CXL & SURGERY

CXL & SURGERY
Arthur Cummings
Published: Thursday, August 27, 2015

Crosslinking combined with therapeutic refractive laser surgery in eyes with keratoconus should be performed sequentially, with crosslinking first, instead of simultaneously, in order to ensure the stability of the visual outcome, said Farhad Hafezi MD, PhD, ELZA Institute, Switzerland, and Department of Ophthalmology, USC, Los Angeles, USA.

“It’s all about the sequence of treatment. If I had a patient in whom I wanted to combine refractive laser surgery with crosslinking, I would first stabilise the disease and then wait a year to see if progression has truly stopped and then look after the visual aspects,” Prof Hafezi told the 19th ESCRS Winter Meeting in Istanbul.

Performing crosslinking previous to, rather than simultaneously with, therapeutic refractive laser surgery makes sense on a number of grounds, he said.

Crosslinking itself reduces the anterior corneal curvature by an average of about 2.7D in the first year. In addition, the flattening can continue several more years after the crosslinking procedure.

If a patient were treated with a simultaneous approach, this average flattening might be taken into consideration to calculate the final postoperative refraction. “If I assume that I have an average patient, it doesn’t really matter that much to me if I do it simultaneously or sequentially because I can depend on a two-dioptre change. But it's not about the average patient, it's about the outliers,” he said.

Even when using the widely recognised epithelium-off Dresden protocol, crosslinking procedures may produce two extreme results: no effect = treatment failure, or too much effect = massive flattening.

Treatment failure: In about three per cent of patients the initial treatment fails, indicating that these corneas may show a very particular biomechanical behaviour. Is it really wise to ablate additional tissue using an excimer laser in such a biomechanically altered cornea?

• Too much effect: In 0.5 per cent of cases, there will be an extreme flattening of the cornea of up to 11D.

In the view of these extremes, it is better to follow a patient for 12 months after a crosslinking procedure, and assess whether the corneal reaction is average, extreme or absent. Then, the appropriate measures might be taken.

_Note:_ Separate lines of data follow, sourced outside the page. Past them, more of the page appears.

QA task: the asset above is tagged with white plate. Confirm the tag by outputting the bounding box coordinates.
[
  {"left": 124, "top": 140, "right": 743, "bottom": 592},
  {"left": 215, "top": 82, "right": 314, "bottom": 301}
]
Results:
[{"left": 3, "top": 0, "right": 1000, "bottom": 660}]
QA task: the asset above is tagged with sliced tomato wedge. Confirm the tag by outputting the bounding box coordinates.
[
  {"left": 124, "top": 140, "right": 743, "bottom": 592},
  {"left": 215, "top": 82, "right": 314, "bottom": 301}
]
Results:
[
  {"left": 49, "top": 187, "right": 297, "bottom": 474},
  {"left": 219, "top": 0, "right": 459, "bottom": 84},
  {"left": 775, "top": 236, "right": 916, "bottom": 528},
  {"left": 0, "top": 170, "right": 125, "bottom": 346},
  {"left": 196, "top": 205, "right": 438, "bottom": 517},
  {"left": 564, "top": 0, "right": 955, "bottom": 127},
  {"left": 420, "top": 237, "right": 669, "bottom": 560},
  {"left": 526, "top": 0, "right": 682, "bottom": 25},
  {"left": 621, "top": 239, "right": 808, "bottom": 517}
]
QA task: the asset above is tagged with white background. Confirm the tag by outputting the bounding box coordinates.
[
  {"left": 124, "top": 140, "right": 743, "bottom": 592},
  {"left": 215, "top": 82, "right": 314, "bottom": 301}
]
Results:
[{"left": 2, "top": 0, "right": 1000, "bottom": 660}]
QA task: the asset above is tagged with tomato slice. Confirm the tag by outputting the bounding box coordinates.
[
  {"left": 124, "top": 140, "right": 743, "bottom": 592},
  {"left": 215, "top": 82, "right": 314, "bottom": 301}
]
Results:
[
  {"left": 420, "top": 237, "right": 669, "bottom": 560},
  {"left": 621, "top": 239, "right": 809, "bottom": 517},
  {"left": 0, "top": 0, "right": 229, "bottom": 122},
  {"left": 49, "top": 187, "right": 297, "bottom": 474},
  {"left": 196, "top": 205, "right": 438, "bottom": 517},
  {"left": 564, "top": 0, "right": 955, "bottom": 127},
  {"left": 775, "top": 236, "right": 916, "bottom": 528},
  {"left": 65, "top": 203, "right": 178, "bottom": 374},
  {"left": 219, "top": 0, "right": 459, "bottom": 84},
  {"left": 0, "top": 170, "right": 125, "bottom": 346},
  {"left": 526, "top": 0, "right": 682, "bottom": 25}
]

In addition, when performing PRK, the ablation rate must be adjusted to compensate for the reduced amount of tissue ablated per laser pulse after crosslinking.

Prof Hafezi cited research carried out by Prof Theo Seiler’s group and by his own group, both in Switzerland, involving two different excimer laser platforms – which showed that, at any given ablation rate, the lasers achieved nine per cent to 12 per cent less tissue ablation in crosslinked corneas than in virgin cornea.

Future excimer laser software will implement these findings to generate nomograms that allow for greater accuracy when treating keratoconus patients that had undergone previous crosslinking.